1. ## Some math problems i cant seem to figure out?

9. Solve the equation and express the solution in exact form: log (x+3)=1-logx

10. Solve for indicated variable: P=40,000 X e^t/3 , for t

11. Use any method ( analytic or graphical) to solve the equation. If necessary, round the answer to the nearest thousandth: e^x+ln10=6e^x

2. Originally Posted by rotw121
9. Solve the equation and express the solution in exact form: log (x+3)=1-logx

10. Solve for indicated variable: P=40,000 X e^t/3 , for t

11. Use any method ( analytic or graphical) to solve the equation. If necessary, round the answer to the nearest thousandth: e^x+ln10=6e^x

(9) Assuming that the log is base-10, raise 10 to both sides of the equation to cancel out the logs:
$10^{log(x+3)} = 10^{1-log(x)}$

$x+3 = (10^1)(10^{-log(x)})$

$x+3 = (10)(1/x)$

$x+3 = 10/x$

Can you take it from there?

(b) Take the natural logarithm for both sides:
$P=40000 e^{t/3}$

$ln(P) = ln(40000) + ln(e^{t/3})$

$ln(P) = ln(200^2) + t/3$

$ln(P) = 2 ln(200) + t/3$

Then solve for t from here.

(c) Once again since there is a sort of a $e^x$ or similar expression, take the natural log of both sides
$e^x+ln10=6e^x$

$ln10 = 5e^x$

$\frac{1}{5} ln10 = e^x$

$ln(\frac{1}{5} ln10) = x$

$QED$

3. Originally Posted by rotw121
9. Solve the equation and express the solution in exact form: log (x+3)=1-logx

10. Solve for indicated variable: P=40,000 X e^t/3 , for t

11. Use any method ( analytic or graphical) to solve the equation.

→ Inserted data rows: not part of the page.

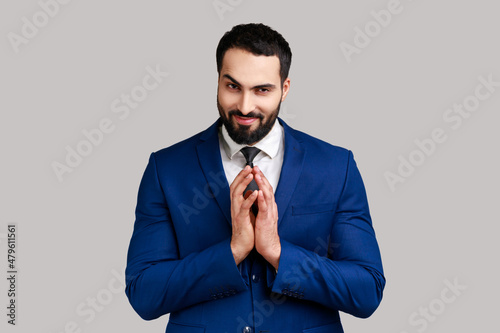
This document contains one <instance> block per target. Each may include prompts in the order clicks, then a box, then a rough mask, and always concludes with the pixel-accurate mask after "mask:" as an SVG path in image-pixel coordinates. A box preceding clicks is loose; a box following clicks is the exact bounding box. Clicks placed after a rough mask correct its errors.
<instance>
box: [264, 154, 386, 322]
mask: <svg viewBox="0 0 500 333" xmlns="http://www.w3.org/2000/svg"><path fill="white" fill-rule="evenodd" d="M329 239H330V241H329V245H328V247H329V249H328V251H327V253H328V254H327V256H320V255H318V253H316V252H315V251H310V250H308V249H304V248H302V247H300V246H297V245H295V244H292V243H290V242H287V241H285V240H282V241H281V257H280V263H279V268H278V273H277V275H276V276H275V278H274V281H272V280H271V281H269V280H268V281H269V284H270V287H271V288H272V291H273V292H276V293H280V294H284V295H287V296H290V297H295V298H299V299H305V300H311V301H315V302H317V303H320V304H323V305H325V306H327V307H330V308H332V309H335V310H340V311H343V312H346V313H350V314H352V315H354V316H356V317H362V318H366V317H368V316H370V315H371V314H372V313H373V312H374V311H375V309H376V308H377V307H378V305H379V304H380V301H381V299H382V292H383V289H384V286H385V278H384V275H383V270H382V262H381V258H380V251H379V248H378V244H377V240H376V238H375V232H374V230H373V228H372V223H371V218H370V213H369V209H368V202H367V198H366V193H365V189H364V185H363V182H362V179H361V175H360V174H359V171H358V169H357V167H356V164H355V162H354V159H353V157H352V154H351V152H349V158H348V166H347V172H346V176H345V182H344V188H343V189H342V193H341V195H340V199H339V202H338V205H337V210H336V212H335V215H334V223H333V228H332V230H331V234H330V237H329ZM268 274H269V273H268Z"/></svg>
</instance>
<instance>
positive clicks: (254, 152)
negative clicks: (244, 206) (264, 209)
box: [241, 147, 260, 216]
mask: <svg viewBox="0 0 500 333" xmlns="http://www.w3.org/2000/svg"><path fill="white" fill-rule="evenodd" d="M259 152H260V149H259V148H255V147H245V148H241V153H242V154H243V156H245V159H246V161H247V164H246V165H249V166H250V167H251V168H253V159H254V158H255V156H257V154H258V153H259ZM258 189H259V187H258V186H257V183H256V182H255V179H252V181H251V182H250V184H248V186H247V188H246V189H245V191H244V192H243V195H244V194H245V193H247V191H252V192H253V191H255V190H258ZM252 211H253V213H254V215H255V216H257V212H258V211H259V210H258V208H257V200H256V201H255V203H254V204H253V205H252Z"/></svg>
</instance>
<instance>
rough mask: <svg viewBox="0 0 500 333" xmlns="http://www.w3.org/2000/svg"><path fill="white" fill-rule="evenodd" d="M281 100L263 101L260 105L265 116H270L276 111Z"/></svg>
mask: <svg viewBox="0 0 500 333" xmlns="http://www.w3.org/2000/svg"><path fill="white" fill-rule="evenodd" d="M279 102H280V99H274V98H273V99H269V100H266V101H262V102H261V103H259V108H260V110H261V111H262V112H263V113H264V114H265V115H270V114H272V113H274V111H276V109H277V108H278V105H279Z"/></svg>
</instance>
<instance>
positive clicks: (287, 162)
mask: <svg viewBox="0 0 500 333" xmlns="http://www.w3.org/2000/svg"><path fill="white" fill-rule="evenodd" d="M279 121H280V124H281V125H283V128H284V130H285V153H284V156H283V165H282V167H281V174H280V179H279V182H278V186H277V188H276V191H275V195H274V198H275V200H276V204H277V205H278V225H279V223H281V220H282V219H283V215H284V213H285V211H286V209H287V207H288V205H289V203H290V199H291V198H292V194H293V192H294V190H295V187H296V186H297V182H298V181H299V177H300V174H301V173H302V167H303V165H304V157H305V153H306V152H305V147H304V146H303V145H302V144H301V143H300V141H299V140H297V139H296V138H295V137H294V135H293V129H291V128H290V127H289V126H288V125H287V124H286V123H285V122H284V121H283V120H281V119H279Z"/></svg>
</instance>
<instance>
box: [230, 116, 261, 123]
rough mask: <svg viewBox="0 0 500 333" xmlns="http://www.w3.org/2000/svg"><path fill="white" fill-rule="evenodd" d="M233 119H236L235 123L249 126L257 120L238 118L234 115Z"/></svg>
mask: <svg viewBox="0 0 500 333" xmlns="http://www.w3.org/2000/svg"><path fill="white" fill-rule="evenodd" d="M234 119H236V122H237V123H238V124H240V125H251V124H253V122H254V121H256V120H257V119H259V118H256V117H240V116H236V115H234Z"/></svg>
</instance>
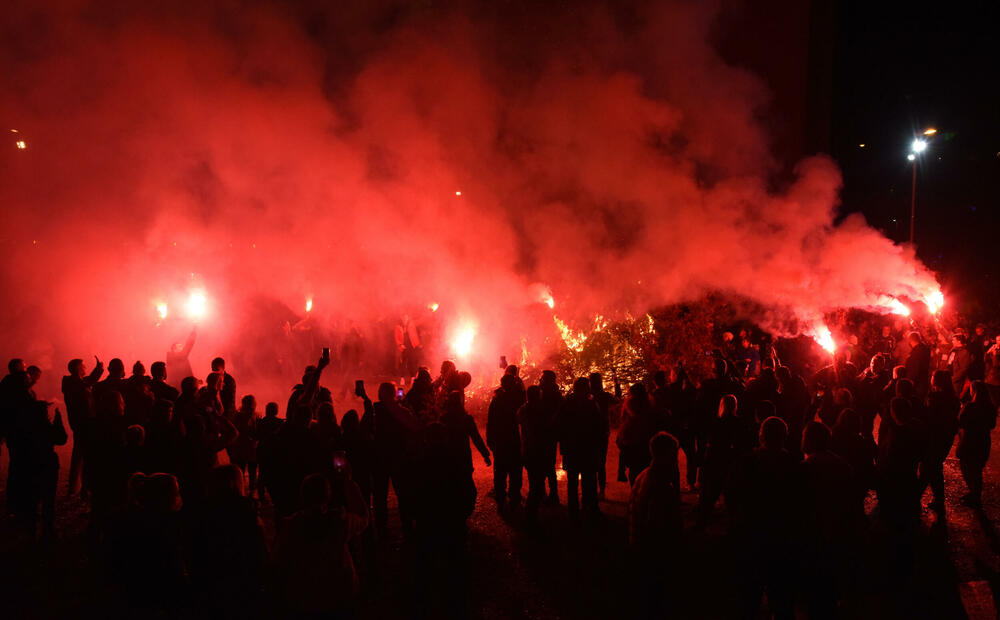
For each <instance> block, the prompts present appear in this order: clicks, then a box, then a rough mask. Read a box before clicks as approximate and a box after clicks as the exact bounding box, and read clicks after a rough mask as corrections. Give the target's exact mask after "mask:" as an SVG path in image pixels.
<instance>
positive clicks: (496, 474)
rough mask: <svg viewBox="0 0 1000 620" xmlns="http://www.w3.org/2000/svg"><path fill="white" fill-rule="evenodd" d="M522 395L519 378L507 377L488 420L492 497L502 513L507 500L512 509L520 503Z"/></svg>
mask: <svg viewBox="0 0 1000 620" xmlns="http://www.w3.org/2000/svg"><path fill="white" fill-rule="evenodd" d="M523 396H524V393H523V391H522V390H519V389H518V386H517V377H514V376H512V375H506V374H505V375H504V376H503V377H501V379H500V387H499V388H498V389H497V390H496V391H495V392H494V393H493V399H492V400H491V401H490V408H489V412H488V414H487V418H486V445H487V446H489V448H490V450H491V451H492V452H493V460H494V463H493V494H494V497H495V499H496V502H497V510H499V511H501V512H502V511H503V509H504V503H505V501H509V502H510V507H511V508H517V507H518V506H519V505H520V504H521V481H522V476H521V434H520V432H519V431H518V426H517V410H518V409H520V408H521V405H523V404H524V400H523Z"/></svg>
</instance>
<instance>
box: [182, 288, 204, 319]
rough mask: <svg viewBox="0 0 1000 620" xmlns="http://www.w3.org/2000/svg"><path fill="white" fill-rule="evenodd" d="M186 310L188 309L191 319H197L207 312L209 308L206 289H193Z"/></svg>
mask: <svg viewBox="0 0 1000 620" xmlns="http://www.w3.org/2000/svg"><path fill="white" fill-rule="evenodd" d="M185 310H187V314H188V318H190V319H191V320H195V321H196V320H198V319H200V318H202V317H203V316H205V312H206V311H207V310H208V298H207V297H206V296H205V291H202V290H194V291H191V294H190V295H188V300H187V304H186V305H185Z"/></svg>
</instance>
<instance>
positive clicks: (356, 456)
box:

If necessary, round the answer to the nearest thousandth: e^x+ln10=6e^x
to #9:

I assume that $\log(x)=\log_{10}(x)$ . The domaion of this equation is $d = \mathbb{R}_0^+$

$\log_{10} (x+3)=1-\log_{10}(x)~\implies~x+3 = \dfrac{10}x$ $~\implies~x^2+3x-10=0~\implies~x=-5~\vee~x=2$

Since $-5\notin d$ the only solution is x = 2

to #10:

$P=40,000 \cdot e^{\frac t3}~\implies~\dfrac P{40000} = e^{\frac t3}~\implies~\dfrac t3=\ln\left(\dfrac P{40000} \right)$

Therefore $t=\ln(P^3)-\ln(40000^3)$

to #11:

If there isn't any typo the result is $x=\ln\left(\dfrac15 \ln(10) \right)$

If and only if you mean:

$e^{x+\ln(10)}=6e^x~\implies~10e^x=6e^x~\implies~10 =6$ which is a rather seldom!